Consider this snippet:

function render() {
  whoami(function(err, prof) {
    if (err) return console.error(err)
    document.body.querySelector('#user-pubkey').textContent = prof.public
  })
}
var _whoami = null
function whoami(cb) {
  if (_whoami) return cb.apply(null, _whoami)
  rpc.ssb.whoami(function(err, keys) {
    _whoami = [err, keys]
    cb(err, keys)
  })
}

It contains a fair amount of boilerplate for response caching, which we could remove by generating Memo funcs automatically:

function render() {
  rpc.ssb.whoamiMemo(function(err, prof) {
    if (err) return console.error(err)
    document.body.querySelector('#user-pubkey').textContent = prof.public
  })
}

Or, possibly, by using a monkeypatch:

var memo = require('rpc-memoize')

function render() {
  memo(rpc.ssb.whoami, function(err, prof) {
    if (err) return console.error(err)
    document.body.querySelector('#user-pubkey').textContent = prof.public
  }))
}

I'm leaning toward the monkeypatch

I don't think this should be a feature of muxrpc... there are only some calls that should work like this, and that depends on the application... it would be better to have a memoizer module that was decoupled from muxrpc and then the application can use that where it wants to.

something more like this:

function memoize (fun) {
  var value
  return function (cb) {
   if(value) return cb(null, value)
   fun(function (err, _value) {
     if(err) cb(err)
     else cb(null, value = _value)
   })
  }
}

//then apply this function to anything you want to memoize

var whoami = memoize(rpc.whoami)

This removes eleminates the boiler plate and allows you to create cached functions for just the calls that you call lots...

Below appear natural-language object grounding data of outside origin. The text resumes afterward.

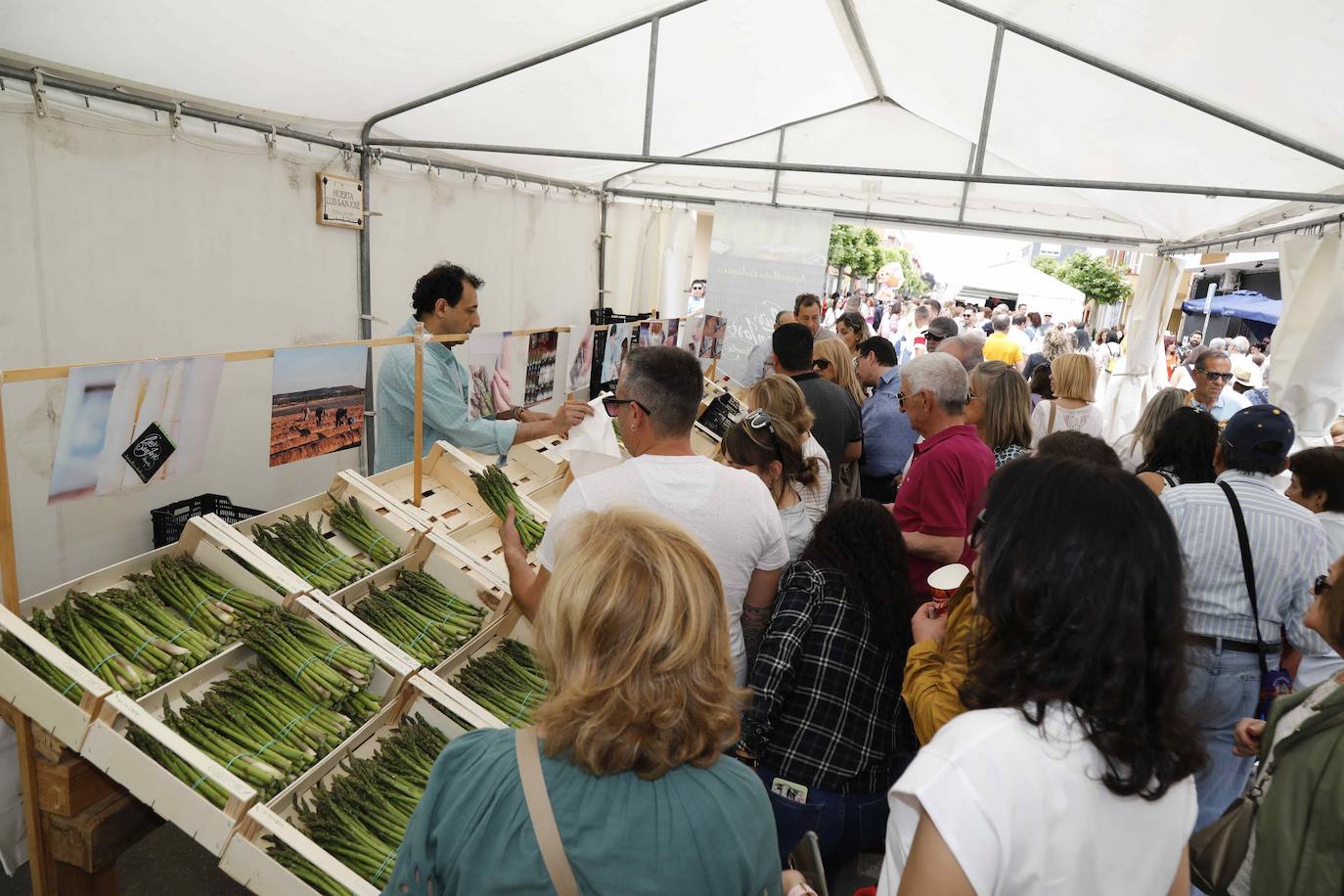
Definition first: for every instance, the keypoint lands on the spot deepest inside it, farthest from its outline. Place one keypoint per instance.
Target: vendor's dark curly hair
(1097, 623)
(861, 539)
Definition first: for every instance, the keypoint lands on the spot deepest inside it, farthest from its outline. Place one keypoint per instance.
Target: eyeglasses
(613, 406)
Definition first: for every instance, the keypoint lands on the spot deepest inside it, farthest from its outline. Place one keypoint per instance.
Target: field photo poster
(316, 402)
(117, 416)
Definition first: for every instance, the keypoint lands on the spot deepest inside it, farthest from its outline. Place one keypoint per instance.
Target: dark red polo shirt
(942, 493)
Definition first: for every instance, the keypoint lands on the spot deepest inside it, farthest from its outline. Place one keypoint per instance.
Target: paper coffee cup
(945, 580)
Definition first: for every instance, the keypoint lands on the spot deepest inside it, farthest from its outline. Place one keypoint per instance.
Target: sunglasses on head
(613, 406)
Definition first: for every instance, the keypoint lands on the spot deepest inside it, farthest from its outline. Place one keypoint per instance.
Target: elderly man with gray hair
(942, 492)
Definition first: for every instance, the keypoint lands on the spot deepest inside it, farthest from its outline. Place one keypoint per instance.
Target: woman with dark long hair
(826, 716)
(1073, 770)
(1182, 453)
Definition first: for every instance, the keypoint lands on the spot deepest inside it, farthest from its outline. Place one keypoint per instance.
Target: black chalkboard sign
(150, 452)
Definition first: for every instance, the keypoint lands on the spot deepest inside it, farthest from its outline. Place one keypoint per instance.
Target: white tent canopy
(858, 85)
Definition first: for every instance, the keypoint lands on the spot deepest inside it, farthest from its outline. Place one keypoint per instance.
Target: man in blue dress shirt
(446, 302)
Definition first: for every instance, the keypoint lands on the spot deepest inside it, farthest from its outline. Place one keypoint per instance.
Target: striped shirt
(1287, 550)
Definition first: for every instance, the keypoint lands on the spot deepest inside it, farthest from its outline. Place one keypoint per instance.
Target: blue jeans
(845, 824)
(1222, 690)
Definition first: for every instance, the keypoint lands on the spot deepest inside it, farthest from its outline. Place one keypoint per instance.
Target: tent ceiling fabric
(732, 68)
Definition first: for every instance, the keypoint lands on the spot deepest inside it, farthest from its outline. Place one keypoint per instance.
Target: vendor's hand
(510, 539)
(570, 416)
(926, 629)
(1246, 738)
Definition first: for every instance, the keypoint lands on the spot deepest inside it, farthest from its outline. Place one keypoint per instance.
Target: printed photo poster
(316, 400)
(128, 425)
(487, 363)
(539, 381)
(714, 331)
(618, 338)
(581, 368)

but also, what benefit will this have? latency isn't a problem since the calls are only on the local machine.
it's doesn't really seem like it calls for http style caching to me

Your version looks good. I'll put something like that together.

latency isn't a problem since the calls are only on the local machine.

Generally that's true, but I was putting this call in a render function of a small script. I didnt want the render latency, but I also didnt want the boiler plate which I described.